The FDA disagrees with WHO’s and IARC’s findings.

“The FDA disagrees with IARC’s conclusion that these studies support classifying aspartame as a possible carcinogen to humans,” per the FDA. “FDA scientists reviewed the scientific information included in IARC’s review in 2021 when it was first made available and identified significant shortcomings in the studies on which IARC relied.”

The FDA continues, “Scientific evidence has continued to support the FDA’s conclusion that aspartame is safe for the general population when made under good manufacturing practices and used under the approved conditions of use.”

While there have been multiple studies that potentially link aspartame to cancer, “Some experts caution that these recent aspartame studies have significant flaws,” per The Washington Post.

In a statement, Dr. Francesco Branca, director of the WHO Department of Nutrition and Food Safety, said, “The assessments of aspartame have indicated that, while safety is not a major concern at the doses which are commonly used, potential effects have been described that need to be investigated by more and better studies.”
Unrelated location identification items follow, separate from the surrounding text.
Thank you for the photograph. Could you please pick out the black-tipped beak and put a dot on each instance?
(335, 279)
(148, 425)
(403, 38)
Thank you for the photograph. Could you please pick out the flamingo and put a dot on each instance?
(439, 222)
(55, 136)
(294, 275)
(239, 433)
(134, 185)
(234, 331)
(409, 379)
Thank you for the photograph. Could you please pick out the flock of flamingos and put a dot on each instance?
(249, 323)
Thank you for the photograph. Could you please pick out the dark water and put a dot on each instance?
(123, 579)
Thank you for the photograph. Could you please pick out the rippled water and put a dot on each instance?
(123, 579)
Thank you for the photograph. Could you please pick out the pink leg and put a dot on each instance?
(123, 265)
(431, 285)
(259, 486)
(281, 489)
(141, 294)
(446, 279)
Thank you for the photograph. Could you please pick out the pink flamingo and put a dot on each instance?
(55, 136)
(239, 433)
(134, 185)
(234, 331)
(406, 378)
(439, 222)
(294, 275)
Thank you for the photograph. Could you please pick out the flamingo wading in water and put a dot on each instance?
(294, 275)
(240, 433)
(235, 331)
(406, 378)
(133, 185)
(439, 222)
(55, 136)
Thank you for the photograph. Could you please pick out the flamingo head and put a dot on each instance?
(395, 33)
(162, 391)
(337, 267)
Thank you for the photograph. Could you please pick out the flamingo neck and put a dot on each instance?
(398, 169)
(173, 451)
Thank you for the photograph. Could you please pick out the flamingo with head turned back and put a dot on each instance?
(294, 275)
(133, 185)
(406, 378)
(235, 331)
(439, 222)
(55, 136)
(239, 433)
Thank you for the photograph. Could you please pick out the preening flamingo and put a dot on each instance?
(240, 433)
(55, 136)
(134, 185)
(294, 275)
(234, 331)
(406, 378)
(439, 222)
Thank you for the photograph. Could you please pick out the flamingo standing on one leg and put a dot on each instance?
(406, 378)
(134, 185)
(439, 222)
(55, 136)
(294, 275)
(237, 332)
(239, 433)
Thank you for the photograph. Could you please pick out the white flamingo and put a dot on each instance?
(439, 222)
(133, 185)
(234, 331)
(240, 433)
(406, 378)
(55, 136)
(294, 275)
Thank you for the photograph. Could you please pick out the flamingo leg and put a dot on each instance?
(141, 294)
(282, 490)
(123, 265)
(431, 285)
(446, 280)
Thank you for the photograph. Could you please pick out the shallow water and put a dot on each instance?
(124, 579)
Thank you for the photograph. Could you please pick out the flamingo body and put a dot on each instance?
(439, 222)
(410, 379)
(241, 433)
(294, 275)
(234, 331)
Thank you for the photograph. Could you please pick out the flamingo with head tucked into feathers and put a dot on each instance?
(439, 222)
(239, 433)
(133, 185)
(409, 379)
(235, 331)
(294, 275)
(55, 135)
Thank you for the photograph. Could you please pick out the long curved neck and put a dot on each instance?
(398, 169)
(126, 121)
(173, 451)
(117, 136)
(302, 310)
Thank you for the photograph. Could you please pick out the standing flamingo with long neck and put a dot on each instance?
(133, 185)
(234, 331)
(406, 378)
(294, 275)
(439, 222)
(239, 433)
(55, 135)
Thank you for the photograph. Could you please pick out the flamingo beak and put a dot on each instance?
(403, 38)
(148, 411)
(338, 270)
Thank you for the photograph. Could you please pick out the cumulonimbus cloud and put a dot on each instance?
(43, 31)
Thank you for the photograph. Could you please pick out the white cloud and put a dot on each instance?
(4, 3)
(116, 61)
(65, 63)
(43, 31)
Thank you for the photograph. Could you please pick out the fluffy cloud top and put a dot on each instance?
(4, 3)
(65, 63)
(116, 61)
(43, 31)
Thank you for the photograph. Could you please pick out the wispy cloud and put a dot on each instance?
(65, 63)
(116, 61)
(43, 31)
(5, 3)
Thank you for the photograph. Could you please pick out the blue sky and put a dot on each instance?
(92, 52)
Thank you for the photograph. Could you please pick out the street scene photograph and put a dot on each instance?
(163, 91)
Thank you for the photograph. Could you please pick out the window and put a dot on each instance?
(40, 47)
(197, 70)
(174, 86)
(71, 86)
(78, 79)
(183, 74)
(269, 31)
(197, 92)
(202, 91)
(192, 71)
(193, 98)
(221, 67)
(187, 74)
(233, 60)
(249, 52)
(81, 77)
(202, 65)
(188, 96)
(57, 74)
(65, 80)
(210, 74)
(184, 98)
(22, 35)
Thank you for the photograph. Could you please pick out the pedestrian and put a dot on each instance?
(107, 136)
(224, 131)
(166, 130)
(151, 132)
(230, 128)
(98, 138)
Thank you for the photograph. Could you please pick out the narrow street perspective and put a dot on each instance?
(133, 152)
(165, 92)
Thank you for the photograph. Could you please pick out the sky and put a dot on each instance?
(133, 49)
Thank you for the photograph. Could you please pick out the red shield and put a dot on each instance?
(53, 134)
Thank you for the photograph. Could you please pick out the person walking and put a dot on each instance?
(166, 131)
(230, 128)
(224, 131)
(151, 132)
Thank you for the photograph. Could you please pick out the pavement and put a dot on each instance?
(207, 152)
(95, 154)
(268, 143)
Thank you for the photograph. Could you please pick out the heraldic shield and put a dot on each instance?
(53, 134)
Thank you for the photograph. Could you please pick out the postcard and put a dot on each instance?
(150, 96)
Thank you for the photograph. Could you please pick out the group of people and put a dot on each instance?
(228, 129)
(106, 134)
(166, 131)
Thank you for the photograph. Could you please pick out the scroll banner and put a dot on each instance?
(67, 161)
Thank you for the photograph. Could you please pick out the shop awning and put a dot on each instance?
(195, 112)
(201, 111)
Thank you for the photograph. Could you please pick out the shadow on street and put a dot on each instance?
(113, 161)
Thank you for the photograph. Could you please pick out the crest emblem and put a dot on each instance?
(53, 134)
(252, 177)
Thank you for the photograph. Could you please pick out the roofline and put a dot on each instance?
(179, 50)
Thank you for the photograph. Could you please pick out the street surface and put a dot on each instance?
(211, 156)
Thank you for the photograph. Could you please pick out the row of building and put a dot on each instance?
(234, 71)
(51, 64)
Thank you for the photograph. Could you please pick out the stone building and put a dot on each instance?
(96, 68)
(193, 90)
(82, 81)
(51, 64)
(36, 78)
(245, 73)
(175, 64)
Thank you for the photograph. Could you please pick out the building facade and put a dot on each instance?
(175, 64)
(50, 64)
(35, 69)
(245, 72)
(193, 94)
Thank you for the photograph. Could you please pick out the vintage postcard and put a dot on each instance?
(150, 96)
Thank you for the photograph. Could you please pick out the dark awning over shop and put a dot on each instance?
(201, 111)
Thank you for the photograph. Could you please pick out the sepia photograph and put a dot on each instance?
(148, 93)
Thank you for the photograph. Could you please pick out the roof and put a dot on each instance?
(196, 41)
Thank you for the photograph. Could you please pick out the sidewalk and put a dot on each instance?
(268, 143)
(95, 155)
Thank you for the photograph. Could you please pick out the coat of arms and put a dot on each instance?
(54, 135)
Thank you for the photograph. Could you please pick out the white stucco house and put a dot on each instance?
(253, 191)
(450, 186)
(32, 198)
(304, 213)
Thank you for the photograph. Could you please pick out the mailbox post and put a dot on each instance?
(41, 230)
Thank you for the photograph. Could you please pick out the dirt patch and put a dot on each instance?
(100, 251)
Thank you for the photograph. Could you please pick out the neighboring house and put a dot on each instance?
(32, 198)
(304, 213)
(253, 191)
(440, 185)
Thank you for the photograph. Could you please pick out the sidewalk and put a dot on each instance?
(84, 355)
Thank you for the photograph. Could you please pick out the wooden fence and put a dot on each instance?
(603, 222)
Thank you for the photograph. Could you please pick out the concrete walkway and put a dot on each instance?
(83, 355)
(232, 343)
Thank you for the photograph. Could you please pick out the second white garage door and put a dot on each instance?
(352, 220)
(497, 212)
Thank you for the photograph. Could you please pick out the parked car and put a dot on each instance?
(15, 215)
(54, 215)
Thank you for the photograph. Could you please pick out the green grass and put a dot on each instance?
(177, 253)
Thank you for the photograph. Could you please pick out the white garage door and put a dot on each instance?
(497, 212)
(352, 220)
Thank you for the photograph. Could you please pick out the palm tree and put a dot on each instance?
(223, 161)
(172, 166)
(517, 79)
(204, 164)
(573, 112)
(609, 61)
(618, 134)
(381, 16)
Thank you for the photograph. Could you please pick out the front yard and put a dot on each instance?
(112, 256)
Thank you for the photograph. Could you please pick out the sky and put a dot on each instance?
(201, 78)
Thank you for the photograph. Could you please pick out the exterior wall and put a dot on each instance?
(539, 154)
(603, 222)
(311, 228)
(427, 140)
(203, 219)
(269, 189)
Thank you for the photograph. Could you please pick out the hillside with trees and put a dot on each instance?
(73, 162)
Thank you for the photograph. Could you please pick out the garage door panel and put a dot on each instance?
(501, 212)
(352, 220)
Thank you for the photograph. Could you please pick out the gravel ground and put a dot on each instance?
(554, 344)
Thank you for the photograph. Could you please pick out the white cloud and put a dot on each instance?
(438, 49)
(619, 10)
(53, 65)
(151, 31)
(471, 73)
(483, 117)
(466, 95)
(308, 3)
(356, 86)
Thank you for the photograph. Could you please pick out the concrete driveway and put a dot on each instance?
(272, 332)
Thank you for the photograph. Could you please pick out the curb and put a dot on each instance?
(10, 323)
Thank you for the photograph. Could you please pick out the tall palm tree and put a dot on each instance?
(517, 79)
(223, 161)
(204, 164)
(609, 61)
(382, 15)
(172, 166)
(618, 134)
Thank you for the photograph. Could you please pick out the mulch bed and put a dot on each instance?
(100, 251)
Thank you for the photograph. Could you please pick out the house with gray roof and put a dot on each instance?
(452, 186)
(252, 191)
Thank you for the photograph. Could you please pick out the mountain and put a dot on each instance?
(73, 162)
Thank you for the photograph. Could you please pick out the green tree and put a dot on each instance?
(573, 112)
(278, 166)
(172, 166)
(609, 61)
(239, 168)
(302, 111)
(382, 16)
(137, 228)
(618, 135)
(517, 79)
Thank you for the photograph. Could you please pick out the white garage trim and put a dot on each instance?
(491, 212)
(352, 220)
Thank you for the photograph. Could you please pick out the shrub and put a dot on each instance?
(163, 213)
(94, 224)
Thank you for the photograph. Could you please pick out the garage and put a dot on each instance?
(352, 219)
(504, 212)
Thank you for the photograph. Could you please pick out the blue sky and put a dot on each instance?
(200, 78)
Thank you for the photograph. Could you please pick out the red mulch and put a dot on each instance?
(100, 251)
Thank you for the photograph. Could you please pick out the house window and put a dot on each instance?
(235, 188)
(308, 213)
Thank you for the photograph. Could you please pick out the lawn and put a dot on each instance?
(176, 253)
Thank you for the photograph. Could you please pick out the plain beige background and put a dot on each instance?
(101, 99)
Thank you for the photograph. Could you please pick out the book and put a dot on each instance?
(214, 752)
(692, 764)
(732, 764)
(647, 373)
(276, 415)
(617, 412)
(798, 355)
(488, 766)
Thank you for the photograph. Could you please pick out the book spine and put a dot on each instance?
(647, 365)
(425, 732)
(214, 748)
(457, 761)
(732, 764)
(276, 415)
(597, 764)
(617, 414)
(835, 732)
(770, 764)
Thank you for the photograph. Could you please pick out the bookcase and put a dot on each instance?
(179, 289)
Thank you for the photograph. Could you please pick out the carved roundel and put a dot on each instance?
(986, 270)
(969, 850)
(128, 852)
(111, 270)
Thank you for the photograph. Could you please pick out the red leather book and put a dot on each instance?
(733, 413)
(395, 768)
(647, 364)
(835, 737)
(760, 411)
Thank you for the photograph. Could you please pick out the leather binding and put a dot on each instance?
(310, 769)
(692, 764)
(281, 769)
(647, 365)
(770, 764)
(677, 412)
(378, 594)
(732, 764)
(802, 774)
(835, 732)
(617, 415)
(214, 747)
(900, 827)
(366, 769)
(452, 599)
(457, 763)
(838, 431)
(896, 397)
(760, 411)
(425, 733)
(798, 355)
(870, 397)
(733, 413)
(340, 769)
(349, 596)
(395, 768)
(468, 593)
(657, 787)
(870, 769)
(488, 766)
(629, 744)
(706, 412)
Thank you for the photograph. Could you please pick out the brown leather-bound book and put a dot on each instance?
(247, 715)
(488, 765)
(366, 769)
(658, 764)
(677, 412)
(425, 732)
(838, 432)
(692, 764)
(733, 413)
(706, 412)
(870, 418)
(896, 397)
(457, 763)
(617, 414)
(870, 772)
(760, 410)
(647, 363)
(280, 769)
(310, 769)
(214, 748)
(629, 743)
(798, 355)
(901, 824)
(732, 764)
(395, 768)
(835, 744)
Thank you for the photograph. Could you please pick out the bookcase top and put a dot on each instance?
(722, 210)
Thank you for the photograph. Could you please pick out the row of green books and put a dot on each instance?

What common foods contain aspartame?

Aspartame is often found in diet or sugar-free foods and drinks, but can also be found in full-sugar foods — for example, it’s found in Publix bakery’s frosted yellow cake and ice cream sandwiches, according to The Washington Post.

Here are some more foods and drinks that have aspartame, per CBS News and NBC News:

  • Sugar-free gum.
  • Sugar-free gelatin.
  • Diet drinks (such as Crystal Light).
  • Sugar-free syrups.
  • Tabletop sweeteners.

How do I know if aspartame is in my food?

As mentioned before, if you’re consuming a diet or sugar-free food or drink, it likely has aspartame. According to the FDA, “Consumers can identify whether a product has a sweetener by looking for the sweetener’s name in the ingredient list on the product label.”